Those who know me, unfortunately know I repair motherboards from time to time. I've replaced untold hundreds of bad caps. Some of them are actually "ok", not defective per se but the board design, system cooling or other variables (like overclocking or someone doing an upgrade unsuitable from a current perspective like running a 1.4GHz Tualatin Celeron on a generic '98 BX board) caused failure.
It was once thought the truely defective caps would fail merely by holding a charge, no ripple at all, but it's worse than that. I have a board I keep around as a reminder, it hasn't been hooked up for well over 18 months (is just sitting loose) and the cap swelling is still progressing.

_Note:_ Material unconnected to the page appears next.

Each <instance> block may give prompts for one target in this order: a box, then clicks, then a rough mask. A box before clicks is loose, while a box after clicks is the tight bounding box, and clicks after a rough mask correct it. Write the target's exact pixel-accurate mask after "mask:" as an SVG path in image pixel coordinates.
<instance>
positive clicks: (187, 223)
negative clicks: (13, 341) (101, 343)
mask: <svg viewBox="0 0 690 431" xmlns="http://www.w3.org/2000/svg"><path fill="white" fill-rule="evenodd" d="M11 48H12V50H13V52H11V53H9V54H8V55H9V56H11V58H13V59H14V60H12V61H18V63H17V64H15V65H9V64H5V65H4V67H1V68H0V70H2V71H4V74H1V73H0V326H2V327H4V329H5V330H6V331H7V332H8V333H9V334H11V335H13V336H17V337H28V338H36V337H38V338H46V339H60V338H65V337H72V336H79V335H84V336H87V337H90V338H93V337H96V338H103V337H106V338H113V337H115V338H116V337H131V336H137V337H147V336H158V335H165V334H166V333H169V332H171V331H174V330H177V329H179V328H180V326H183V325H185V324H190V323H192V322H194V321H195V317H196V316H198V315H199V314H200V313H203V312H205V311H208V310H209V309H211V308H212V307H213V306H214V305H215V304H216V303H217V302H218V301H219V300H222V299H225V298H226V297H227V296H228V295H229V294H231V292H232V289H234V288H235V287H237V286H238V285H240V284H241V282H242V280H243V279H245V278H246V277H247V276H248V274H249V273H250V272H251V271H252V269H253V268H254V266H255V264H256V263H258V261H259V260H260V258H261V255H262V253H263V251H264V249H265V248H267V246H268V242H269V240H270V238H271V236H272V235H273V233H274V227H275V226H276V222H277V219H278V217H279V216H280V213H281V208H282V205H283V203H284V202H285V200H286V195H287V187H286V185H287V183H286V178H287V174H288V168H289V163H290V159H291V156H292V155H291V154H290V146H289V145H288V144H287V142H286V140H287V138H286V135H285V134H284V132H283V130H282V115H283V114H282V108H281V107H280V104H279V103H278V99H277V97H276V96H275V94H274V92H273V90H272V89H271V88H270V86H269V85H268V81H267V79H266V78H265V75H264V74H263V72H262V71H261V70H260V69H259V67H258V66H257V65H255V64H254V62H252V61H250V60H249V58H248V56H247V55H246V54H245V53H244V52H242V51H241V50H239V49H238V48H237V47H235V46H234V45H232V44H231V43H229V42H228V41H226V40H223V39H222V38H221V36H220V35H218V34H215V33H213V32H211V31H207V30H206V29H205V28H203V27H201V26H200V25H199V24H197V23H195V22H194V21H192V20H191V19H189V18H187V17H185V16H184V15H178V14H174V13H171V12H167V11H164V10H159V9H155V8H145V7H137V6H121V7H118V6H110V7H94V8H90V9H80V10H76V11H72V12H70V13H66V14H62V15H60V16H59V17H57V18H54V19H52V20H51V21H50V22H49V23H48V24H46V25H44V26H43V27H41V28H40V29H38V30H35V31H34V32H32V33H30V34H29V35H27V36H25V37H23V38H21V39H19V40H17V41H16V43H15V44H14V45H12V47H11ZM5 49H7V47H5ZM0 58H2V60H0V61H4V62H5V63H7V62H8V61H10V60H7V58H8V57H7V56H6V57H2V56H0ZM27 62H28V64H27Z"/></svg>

Funny thing is, that motherboard was one that had it's original caps fail, I'd replaced those caps a few years ago with some that weren't known defective at the time, and now many of the replacement caps are also swelling up and leaking.
If only it were generic caps, but some of the same brands that had problems are still used on new major-name boards today, albeit different cap family/models than previously, but then again for all we know they could've just changed the model name, put a different colored sleeve on them and that was the extent of the fix.
Lelon, (G-)Luxon, Tayeh, Jackcon, JPCON, Chhsi, GSC, Ost, et al. Fortunately most manufacturers aren't using these in high current areas anymore where the higher ESR->heat has the worst effect, but PCChips (and their relabels) still extensively use Ost where most manufacturers cutting fewer corners, wouldn't.
one thing the linked article has completely wrong, "If you are qualified to fix it yourself, Radio Shack sells the caps". Absolutely not, Radio Shack has nothing in the same ESR-zip-code as what is needed. The Panasonic FMs many of us use here will work though, among others.